Overall, my opinion is that parts of the book are very well written and detailed, while other parts are not.  It seemed that in some areas of the book, the authors got tired and were less detail oriented.  And, there were many spelling errors.  At one point, they point out that you will get white fizz on your cheese as it ages.  Really, what you’ll get is white fuzz.

I will purchase this book for my library (this one is on loan from the Pikes Peak Library) to consult when I need to use the formulas.  It also has good suggestions for setting up a cheese board.  However, for goat milk specific cheese recipes, I will refer to other books with smaller recipe sizes to avoid going through the math.

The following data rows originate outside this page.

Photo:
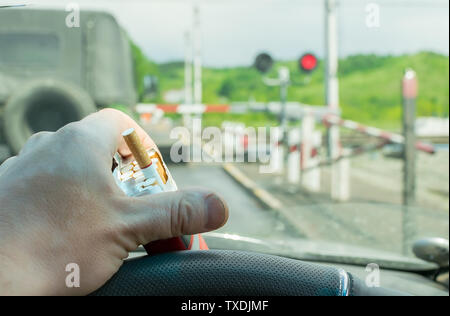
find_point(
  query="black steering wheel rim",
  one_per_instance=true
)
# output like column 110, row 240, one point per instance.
column 225, row 273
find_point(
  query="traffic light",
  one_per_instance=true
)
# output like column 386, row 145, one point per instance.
column 263, row 62
column 308, row 63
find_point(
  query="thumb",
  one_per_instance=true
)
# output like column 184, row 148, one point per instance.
column 166, row 215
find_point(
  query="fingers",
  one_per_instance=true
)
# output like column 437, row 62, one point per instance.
column 6, row 164
column 174, row 214
column 107, row 126
column 34, row 141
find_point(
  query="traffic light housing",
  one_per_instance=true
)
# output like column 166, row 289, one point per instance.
column 263, row 63
column 308, row 63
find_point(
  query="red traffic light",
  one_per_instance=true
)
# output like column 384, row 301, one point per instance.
column 308, row 62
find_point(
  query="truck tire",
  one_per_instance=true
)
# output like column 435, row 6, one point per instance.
column 44, row 105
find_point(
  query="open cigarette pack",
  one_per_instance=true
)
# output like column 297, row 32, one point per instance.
column 147, row 174
column 132, row 180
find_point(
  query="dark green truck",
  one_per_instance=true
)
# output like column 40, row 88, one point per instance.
column 51, row 74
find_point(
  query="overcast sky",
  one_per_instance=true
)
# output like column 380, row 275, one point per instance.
column 234, row 31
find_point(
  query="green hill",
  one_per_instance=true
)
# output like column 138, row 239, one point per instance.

Let me know what you think if you’ve read it!

–  The Goat Cheese Lady

P.S.  If you are new to the term “flocculation” in cheesemaking, it means the time at which the milk begins to coagulate/gel and become curd after you add the rennet. To test for flocculation, put a toothpick on top of the milk/rennet mixture right after you mix in the rennet.  Bump the toothpick every few minutes.  It moves, right?  Until it doesn’t.  Flocculation is the time at which you gently bump the toothpick and it doesn’t move.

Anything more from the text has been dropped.